Wie kam es dazu, dass ihr beide euch gemeinsam darauf eingelassen habt?
Was ist eure Geschichte miteinander?

JW: Ich glaube, für mich war das Entscheidende, dass wir von Anfang an zusammen Gott loben konnten und darin eine große Freiheit gespürt haben. Wir haben gemerkt, diese Freude, die wir miteinander teilen, wenn wir zusammen Musik machen, das ist eigentlich Kirche, nicht die Organisationsformen, aus den wir kommen. Und als wir dann das Gelände geschenkt bekommen haben, hatten wir einen Ort, wo wir diese Freude einfach mit anderen teilen konnten. So schlicht: Es war einfach klar, dass wir zusammen die Berufung haben, das zu machen. Für uns war am Anfang gar nicht das Thema, dass wir „einheimische internationale Migrationskirchen“ oder sonst was vertreten. Es trafen sich zwei Menschen, die gemeinsam ihre Freude an Gott zum Ausdruck bringen können. Und das ist der Anfang von Kirche und Gemeinden.

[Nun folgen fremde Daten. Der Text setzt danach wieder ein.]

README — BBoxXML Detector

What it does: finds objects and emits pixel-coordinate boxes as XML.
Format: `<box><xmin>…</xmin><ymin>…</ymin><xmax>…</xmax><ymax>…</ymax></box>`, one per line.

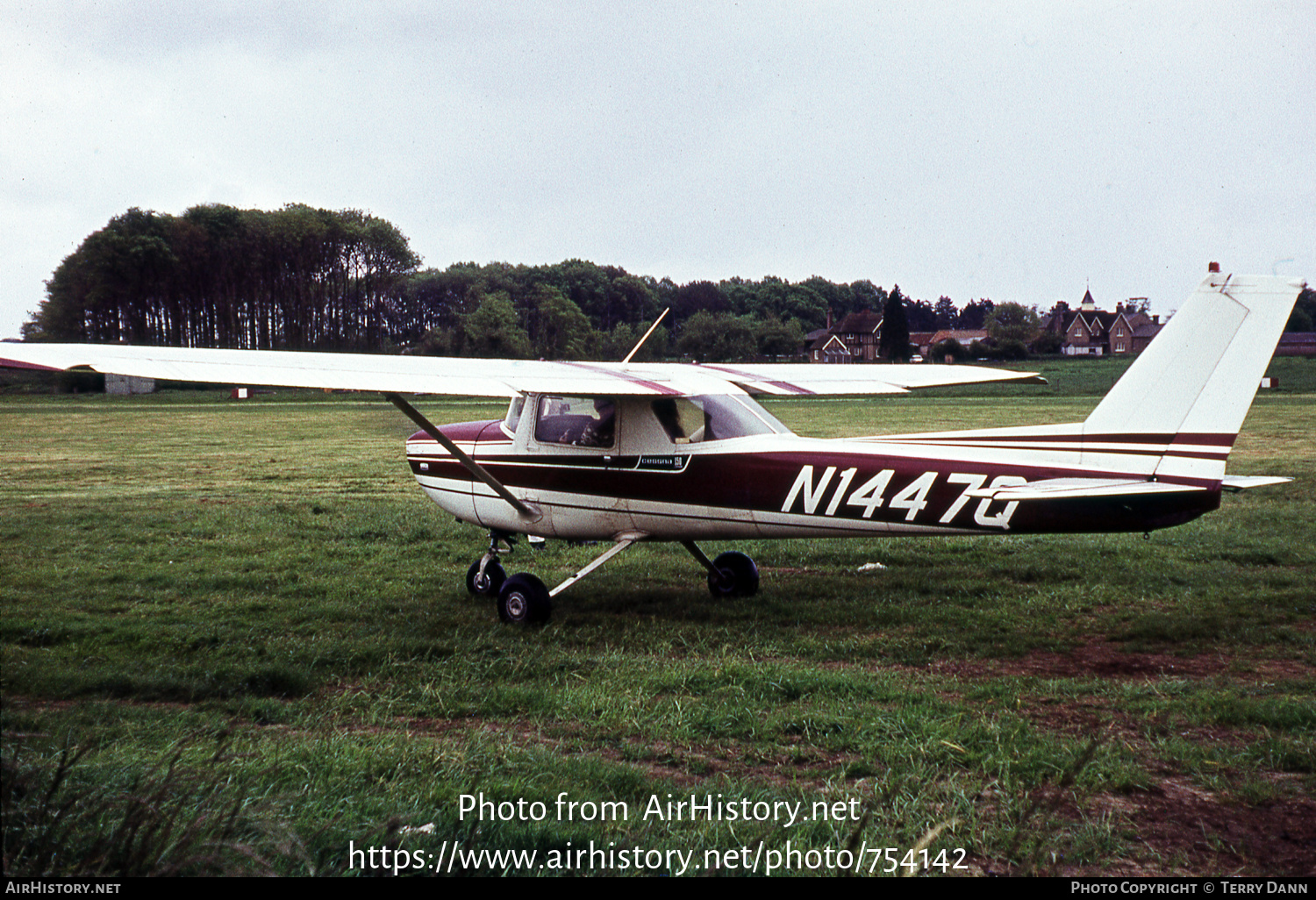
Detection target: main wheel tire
<box><xmin>497</xmin><ymin>573</ymin><xmax>553</xmax><ymax>625</ymax></box>
<box><xmin>708</xmin><ymin>552</ymin><xmax>758</xmax><ymax>599</ymax></box>
<box><xmin>466</xmin><ymin>560</ymin><xmax>507</xmax><ymax>597</ymax></box>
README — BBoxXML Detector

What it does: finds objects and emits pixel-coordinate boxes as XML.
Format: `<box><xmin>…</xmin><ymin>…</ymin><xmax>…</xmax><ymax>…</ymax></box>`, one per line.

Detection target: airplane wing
<box><xmin>0</xmin><ymin>342</ymin><xmax>1045</xmax><ymax>397</ymax></box>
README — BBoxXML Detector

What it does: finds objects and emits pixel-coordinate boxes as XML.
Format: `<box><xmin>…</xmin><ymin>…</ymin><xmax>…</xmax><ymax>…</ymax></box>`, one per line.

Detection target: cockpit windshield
<box><xmin>653</xmin><ymin>394</ymin><xmax>791</xmax><ymax>444</ymax></box>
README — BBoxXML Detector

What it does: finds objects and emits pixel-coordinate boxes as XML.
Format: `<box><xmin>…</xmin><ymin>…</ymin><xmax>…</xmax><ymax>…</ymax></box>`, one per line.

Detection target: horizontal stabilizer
<box><xmin>1220</xmin><ymin>475</ymin><xmax>1294</xmax><ymax>491</ymax></box>
<box><xmin>969</xmin><ymin>478</ymin><xmax>1205</xmax><ymax>500</ymax></box>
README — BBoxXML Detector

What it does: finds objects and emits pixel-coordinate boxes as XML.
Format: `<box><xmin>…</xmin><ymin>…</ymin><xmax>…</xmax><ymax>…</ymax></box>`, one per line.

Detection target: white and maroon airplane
<box><xmin>0</xmin><ymin>271</ymin><xmax>1302</xmax><ymax>624</ymax></box>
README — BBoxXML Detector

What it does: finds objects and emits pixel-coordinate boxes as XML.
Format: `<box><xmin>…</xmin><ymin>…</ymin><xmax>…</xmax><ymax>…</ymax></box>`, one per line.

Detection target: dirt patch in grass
<box><xmin>929</xmin><ymin>642</ymin><xmax>1313</xmax><ymax>682</ymax></box>
<box><xmin>1092</xmin><ymin>778</ymin><xmax>1316</xmax><ymax>876</ymax></box>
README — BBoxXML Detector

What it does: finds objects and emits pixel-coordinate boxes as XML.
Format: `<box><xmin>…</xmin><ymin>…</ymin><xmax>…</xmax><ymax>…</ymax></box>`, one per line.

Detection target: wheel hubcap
<box><xmin>507</xmin><ymin>594</ymin><xmax>526</xmax><ymax>618</ymax></box>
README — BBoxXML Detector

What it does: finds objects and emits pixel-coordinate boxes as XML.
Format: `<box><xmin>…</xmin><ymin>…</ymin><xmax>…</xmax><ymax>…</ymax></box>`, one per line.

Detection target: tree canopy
<box><xmin>24</xmin><ymin>204</ymin><xmax>1090</xmax><ymax>362</ymax></box>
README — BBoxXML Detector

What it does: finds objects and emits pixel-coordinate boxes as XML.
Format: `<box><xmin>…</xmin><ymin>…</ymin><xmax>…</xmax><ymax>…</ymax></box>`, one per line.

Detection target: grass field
<box><xmin>0</xmin><ymin>361</ymin><xmax>1316</xmax><ymax>875</ymax></box>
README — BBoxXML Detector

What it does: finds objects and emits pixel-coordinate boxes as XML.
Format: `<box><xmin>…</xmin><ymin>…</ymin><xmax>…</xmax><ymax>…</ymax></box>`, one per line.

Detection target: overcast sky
<box><xmin>0</xmin><ymin>0</ymin><xmax>1316</xmax><ymax>337</ymax></box>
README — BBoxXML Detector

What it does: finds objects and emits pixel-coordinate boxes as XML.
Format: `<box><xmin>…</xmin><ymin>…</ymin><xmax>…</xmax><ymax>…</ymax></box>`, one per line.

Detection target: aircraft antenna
<box><xmin>621</xmin><ymin>307</ymin><xmax>671</xmax><ymax>366</ymax></box>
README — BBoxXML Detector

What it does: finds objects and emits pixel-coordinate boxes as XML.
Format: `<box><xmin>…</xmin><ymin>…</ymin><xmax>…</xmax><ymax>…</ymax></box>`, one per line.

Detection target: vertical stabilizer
<box><xmin>1084</xmin><ymin>273</ymin><xmax>1302</xmax><ymax>479</ymax></box>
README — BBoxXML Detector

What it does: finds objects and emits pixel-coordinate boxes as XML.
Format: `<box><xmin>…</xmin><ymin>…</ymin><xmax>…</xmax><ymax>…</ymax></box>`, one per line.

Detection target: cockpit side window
<box><xmin>503</xmin><ymin>395</ymin><xmax>526</xmax><ymax>437</ymax></box>
<box><xmin>653</xmin><ymin>394</ymin><xmax>790</xmax><ymax>444</ymax></box>
<box><xmin>534</xmin><ymin>395</ymin><xmax>618</xmax><ymax>447</ymax></box>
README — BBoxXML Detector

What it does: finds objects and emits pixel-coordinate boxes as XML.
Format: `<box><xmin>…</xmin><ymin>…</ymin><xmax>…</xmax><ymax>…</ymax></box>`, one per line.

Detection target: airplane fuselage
<box><xmin>407</xmin><ymin>395</ymin><xmax>1232</xmax><ymax>541</ymax></box>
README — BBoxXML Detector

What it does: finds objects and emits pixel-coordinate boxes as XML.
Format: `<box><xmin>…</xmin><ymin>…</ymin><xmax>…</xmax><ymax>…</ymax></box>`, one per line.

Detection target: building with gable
<box><xmin>1042</xmin><ymin>291</ymin><xmax>1163</xmax><ymax>357</ymax></box>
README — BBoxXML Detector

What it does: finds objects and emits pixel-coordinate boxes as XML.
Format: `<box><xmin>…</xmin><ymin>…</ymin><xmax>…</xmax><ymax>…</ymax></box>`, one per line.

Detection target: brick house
<box><xmin>1044</xmin><ymin>291</ymin><xmax>1163</xmax><ymax>357</ymax></box>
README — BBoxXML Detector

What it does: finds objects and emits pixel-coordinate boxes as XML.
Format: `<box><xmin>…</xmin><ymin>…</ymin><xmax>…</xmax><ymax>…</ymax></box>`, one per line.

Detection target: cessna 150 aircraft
<box><xmin>0</xmin><ymin>268</ymin><xmax>1302</xmax><ymax>624</ymax></box>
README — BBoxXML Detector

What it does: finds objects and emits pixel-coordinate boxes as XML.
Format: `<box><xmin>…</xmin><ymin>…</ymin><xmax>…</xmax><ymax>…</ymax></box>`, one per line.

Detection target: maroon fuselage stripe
<box><xmin>410</xmin><ymin>423</ymin><xmax>1220</xmax><ymax>534</ymax></box>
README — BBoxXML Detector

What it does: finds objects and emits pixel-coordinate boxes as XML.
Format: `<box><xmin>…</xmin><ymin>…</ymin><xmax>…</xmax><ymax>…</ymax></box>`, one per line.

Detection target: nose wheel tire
<box><xmin>708</xmin><ymin>552</ymin><xmax>758</xmax><ymax>599</ymax></box>
<box><xmin>466</xmin><ymin>560</ymin><xmax>507</xmax><ymax>597</ymax></box>
<box><xmin>497</xmin><ymin>573</ymin><xmax>553</xmax><ymax>625</ymax></box>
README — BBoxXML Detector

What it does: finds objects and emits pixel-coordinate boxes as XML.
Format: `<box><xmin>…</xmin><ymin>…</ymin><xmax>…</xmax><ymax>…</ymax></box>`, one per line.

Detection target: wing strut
<box><xmin>384</xmin><ymin>394</ymin><xmax>540</xmax><ymax>520</ymax></box>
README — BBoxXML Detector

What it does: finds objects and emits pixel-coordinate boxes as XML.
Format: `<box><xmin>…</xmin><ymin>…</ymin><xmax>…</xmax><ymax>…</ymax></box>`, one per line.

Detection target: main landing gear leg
<box><xmin>466</xmin><ymin>529</ymin><xmax>516</xmax><ymax>597</ymax></box>
<box><xmin>497</xmin><ymin>537</ymin><xmax>640</xmax><ymax>625</ymax></box>
<box><xmin>681</xmin><ymin>541</ymin><xmax>758</xmax><ymax>599</ymax></box>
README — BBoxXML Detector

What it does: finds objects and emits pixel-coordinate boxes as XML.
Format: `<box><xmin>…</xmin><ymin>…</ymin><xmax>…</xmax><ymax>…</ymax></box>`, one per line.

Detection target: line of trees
<box><xmin>24</xmin><ymin>205</ymin><xmax>420</xmax><ymax>350</ymax></box>
<box><xmin>24</xmin><ymin>205</ymin><xmax>1121</xmax><ymax>361</ymax></box>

SO: Also, ich als Pfingstpastor habe große Träume und Visionen. So ist das bei uns (schmunzelt). Und ich wollte sofort eine große Kirche gründen. Ich erinnere mich ganz deutlich, was er sagte, als ich diese Vision mit Johannes geteilt habe, schon bevor wir vom Himmelsfels wussten: „Steve, entspann dich. Gott wird es schon passieren lassen. Vielleicht nicht ganz genauso wie du denkst. Gott will uns als Kirche gebrauchen.“ Ich wollte also ein großes Gebäude bauen und Johannes wollte es ruhig angehen lassen. Das hat mich beunruhigt! Und das nächste, was passierte war, dass uns ein Berg geschenkt wurde. Ich habe mir immer noch eine Kathedrale auf dem Gipfel vorgestellt – aber Gott hat uns für etwas noch Schöneres vorbereitet. Etwas, das weit über das hinausgeht, was wir vorher „Kirche“ nannten.


Ihr habt also gemeinsam einen Berg geschenkt bekommen. Wie passiert einem denn sowas?

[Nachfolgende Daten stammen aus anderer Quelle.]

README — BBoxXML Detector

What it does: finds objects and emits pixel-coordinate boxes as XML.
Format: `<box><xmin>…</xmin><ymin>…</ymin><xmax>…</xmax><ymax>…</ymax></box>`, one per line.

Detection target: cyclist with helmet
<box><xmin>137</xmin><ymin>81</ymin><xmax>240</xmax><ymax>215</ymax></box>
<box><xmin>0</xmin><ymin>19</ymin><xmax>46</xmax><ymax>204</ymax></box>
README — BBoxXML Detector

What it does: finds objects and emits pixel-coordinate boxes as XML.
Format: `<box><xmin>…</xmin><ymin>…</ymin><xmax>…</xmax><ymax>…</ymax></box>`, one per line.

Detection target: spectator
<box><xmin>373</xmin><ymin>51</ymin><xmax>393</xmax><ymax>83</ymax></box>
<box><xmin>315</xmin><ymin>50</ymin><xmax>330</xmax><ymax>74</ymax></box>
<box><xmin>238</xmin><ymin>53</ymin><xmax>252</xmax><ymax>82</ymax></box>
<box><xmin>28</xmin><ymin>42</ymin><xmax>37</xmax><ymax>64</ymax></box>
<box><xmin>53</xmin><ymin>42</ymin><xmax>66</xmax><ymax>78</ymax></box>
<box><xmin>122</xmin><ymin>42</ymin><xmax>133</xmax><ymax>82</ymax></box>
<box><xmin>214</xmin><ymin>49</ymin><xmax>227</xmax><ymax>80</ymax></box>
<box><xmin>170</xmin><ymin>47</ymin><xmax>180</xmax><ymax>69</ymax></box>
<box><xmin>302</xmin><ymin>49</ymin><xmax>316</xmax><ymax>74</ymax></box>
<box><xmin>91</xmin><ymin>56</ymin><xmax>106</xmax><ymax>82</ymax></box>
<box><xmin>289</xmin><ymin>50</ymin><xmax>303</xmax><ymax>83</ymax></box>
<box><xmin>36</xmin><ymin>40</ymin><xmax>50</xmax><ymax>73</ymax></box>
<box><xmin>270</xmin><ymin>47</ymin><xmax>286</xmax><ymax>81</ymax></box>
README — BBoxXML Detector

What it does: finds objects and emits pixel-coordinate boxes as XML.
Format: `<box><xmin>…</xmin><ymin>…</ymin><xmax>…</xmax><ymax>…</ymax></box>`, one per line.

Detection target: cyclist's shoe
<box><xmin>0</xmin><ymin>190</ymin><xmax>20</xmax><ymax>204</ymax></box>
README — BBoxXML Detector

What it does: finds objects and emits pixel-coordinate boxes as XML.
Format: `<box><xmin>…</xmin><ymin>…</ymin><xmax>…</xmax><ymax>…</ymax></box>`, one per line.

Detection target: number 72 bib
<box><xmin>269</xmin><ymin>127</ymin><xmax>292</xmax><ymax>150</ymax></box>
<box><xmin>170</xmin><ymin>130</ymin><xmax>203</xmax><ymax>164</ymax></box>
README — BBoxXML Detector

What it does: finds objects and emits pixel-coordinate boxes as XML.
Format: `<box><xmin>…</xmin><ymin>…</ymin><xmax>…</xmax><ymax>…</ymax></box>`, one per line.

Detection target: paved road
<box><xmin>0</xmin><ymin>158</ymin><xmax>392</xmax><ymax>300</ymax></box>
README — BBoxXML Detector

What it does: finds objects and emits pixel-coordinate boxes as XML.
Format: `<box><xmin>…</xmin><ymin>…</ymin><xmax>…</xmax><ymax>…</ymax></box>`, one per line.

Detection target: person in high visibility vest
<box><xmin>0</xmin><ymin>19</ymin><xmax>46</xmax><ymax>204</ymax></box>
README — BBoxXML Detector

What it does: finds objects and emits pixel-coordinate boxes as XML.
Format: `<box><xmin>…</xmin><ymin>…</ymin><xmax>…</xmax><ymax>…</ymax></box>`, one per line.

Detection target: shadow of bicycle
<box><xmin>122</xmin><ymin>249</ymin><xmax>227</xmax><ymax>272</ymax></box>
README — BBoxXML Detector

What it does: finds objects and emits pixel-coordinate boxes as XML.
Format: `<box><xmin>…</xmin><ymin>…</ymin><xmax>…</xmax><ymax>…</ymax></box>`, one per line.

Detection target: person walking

JW: Ja, der Himmelsfels ist ein besonderer Berg. Ein Ehepaar hat diesen Berg auf einem alten Kalksteinbruch über 25 Jahre aus Bauschutt aufgebaut, um das Gelände zu renaturieren. Der Bauer ist verstorben und seine Frau war dann mit diesen 100.000 m² Neuland alleine. Damals haben Steve und ich in Krefeld in einem missionarischen Jugendprojekt gearbeitet. Davon hat diese Frau gelesen, uns dort angerufen und gesagt: „Wollt ihr einen Berg für christliche Jugendarbeit geschenkt bekommen?“ Dann haben wir noch ein paar Wochen gebraucht, bis wir kapiert haben: Das ist unsere Chance, einheimische und internationale Jugendliche zusammenzubringen. Dieser Berg aus Neuland, ein Ort, den auch kein Einheimischer je betreten hat, sondern der nur aus deutschem Müll besteht, aber wunderschön ist, diesen Ort wollen wir als eine Brücke nutzen.

SO: Wie schon gesagt, ich konnte mir das gleich von Anfang an vorstellen. Für uns Pfingstler ist das nicht so eine fremde Idee, ein Berg.

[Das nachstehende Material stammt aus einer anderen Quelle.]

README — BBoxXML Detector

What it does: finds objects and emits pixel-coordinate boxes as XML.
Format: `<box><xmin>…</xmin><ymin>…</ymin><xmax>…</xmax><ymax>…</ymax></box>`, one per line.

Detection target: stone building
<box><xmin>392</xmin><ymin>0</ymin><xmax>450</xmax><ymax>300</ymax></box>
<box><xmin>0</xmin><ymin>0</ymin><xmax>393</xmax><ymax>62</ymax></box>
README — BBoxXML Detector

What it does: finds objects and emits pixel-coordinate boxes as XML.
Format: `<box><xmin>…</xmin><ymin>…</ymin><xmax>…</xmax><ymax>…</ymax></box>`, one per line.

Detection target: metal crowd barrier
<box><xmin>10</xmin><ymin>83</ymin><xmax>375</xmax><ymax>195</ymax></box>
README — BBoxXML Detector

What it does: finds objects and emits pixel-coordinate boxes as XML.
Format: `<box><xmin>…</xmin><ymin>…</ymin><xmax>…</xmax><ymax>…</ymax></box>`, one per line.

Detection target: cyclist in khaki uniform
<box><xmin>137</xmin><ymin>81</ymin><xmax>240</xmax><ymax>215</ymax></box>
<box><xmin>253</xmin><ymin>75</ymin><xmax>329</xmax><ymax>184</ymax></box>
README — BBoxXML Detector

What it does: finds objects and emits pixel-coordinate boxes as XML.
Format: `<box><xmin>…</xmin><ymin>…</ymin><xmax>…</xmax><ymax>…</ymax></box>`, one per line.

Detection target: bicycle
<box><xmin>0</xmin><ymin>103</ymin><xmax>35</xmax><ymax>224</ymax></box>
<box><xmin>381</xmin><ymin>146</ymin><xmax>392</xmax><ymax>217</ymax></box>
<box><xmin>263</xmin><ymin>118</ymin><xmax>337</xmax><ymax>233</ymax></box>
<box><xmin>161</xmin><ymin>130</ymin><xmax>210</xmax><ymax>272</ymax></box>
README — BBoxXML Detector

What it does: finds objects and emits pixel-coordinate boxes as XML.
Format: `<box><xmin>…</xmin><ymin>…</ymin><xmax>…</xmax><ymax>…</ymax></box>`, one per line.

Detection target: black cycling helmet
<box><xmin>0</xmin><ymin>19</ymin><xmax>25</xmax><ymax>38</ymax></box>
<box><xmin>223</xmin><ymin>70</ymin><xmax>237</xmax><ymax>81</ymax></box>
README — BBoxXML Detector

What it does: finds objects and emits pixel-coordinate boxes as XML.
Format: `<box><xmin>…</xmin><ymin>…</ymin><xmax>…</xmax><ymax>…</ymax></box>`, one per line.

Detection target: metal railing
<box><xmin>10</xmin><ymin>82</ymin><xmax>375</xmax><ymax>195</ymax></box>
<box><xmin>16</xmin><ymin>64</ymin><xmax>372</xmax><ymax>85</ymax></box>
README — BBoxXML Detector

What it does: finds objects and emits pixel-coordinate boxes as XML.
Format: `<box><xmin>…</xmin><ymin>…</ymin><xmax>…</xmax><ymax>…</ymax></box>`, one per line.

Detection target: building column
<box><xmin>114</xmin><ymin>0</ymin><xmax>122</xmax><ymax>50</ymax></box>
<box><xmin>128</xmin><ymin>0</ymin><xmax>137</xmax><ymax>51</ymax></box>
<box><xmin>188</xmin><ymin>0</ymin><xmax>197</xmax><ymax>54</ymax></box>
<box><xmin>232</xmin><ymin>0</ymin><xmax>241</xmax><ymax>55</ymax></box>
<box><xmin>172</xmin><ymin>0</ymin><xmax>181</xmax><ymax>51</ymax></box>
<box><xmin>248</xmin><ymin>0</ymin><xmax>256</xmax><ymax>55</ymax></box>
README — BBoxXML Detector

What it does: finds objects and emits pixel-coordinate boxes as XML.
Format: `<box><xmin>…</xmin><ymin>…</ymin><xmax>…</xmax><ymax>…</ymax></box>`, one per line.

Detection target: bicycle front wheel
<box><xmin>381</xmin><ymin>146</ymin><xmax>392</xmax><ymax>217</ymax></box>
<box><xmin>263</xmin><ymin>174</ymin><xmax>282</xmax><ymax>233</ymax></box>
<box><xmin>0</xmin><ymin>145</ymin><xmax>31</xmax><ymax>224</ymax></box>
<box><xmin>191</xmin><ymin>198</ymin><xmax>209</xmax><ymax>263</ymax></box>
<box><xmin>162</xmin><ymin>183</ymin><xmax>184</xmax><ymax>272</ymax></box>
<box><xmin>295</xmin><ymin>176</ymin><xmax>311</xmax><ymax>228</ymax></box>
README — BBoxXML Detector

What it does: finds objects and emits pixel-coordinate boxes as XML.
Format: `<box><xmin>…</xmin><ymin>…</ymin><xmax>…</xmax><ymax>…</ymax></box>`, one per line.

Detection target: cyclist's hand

JW: Genau, in den Pfingstkirchen gibt es die Tradition, auf Bergen zu beten.

SO: Als Johannes mir also erzählt hat, dass eine Frau uns einen Berg schenken wollte, hatte ich nur eine Frage: Passiert sowas wirklich in Deutschland? Das konnte ich mir nicht vorstellen. Aber sie war eine Frau des Gebets, eine Frau, die Kontakte in die Mission hat. Dann hat es für mich wieder Sinn ergeben. Damit konnte ich etwas anfangen.


Was begeistert euch an interkultureller Jugendarbeit? Wofür, würdet ihr sagen, lohnt es sich?

SO: Die Vielfalt selbst ist es wert. All die Gaben, die wir in den Menschen entdecken, die vorher eingeschränkt oder zur Seite gedrängt wurden. Durch diese interkulturelle Arbeit können sie aufblühen und einander bereichern. Die Welt wird ein vielfältigerer Ort, wenn wir das zulassen.

JW: Interkulturelle Jugendarbeit ist nicht planbar und nicht machbar. Du kannst den Ausgang deiner Projekte nicht vorab wissen. Es entsteht dabei immer etwas Einzigartiges, Schönes und Verrücktes zwischen den Menschen. Das ist anstrengend, aber man hat auch das Gefühl dabei zu sein, wenn Gott etwas Neues tut.


Wie haben die Begegnungen auf dem Himmelsfels euren Glauben verändert?

JW: Einerseits braucht man einen festen Glauben, um das zu machen. Aber dieser feste Glaube liegt einfach in der Abhängigkeit von Gott, nicht in einem genauen Glaubenswissen. Und gleichzeitig benötigt man einen ganz weiten und offenen Glauben, weil Gott uns durch diese ganzen verschiedenen Jugendlichen seine eigene Vielfalt zeigt. Das ist für mich eine besondere Erfahrung.

SO: Ich habe Gott in der interkulturellen Arbeit auf eine neue Weise gefunden. Sie hat meine Perspektive verändert. Jetzt finde ich Gott in den Menschen. Wenn ich die jungen Menschen sehe, sehe ich Gott und das bereichert mein Leben und motiviert mich jeden Tag, weiterzumachen.


Ihr arbeitet viel mit der sogenannten „zweiten Generation“ auf dem Himmelsfels. Könnt ihr uns erklären, was das ist? Und was braucht sie eurer Erfahrung nach besonders?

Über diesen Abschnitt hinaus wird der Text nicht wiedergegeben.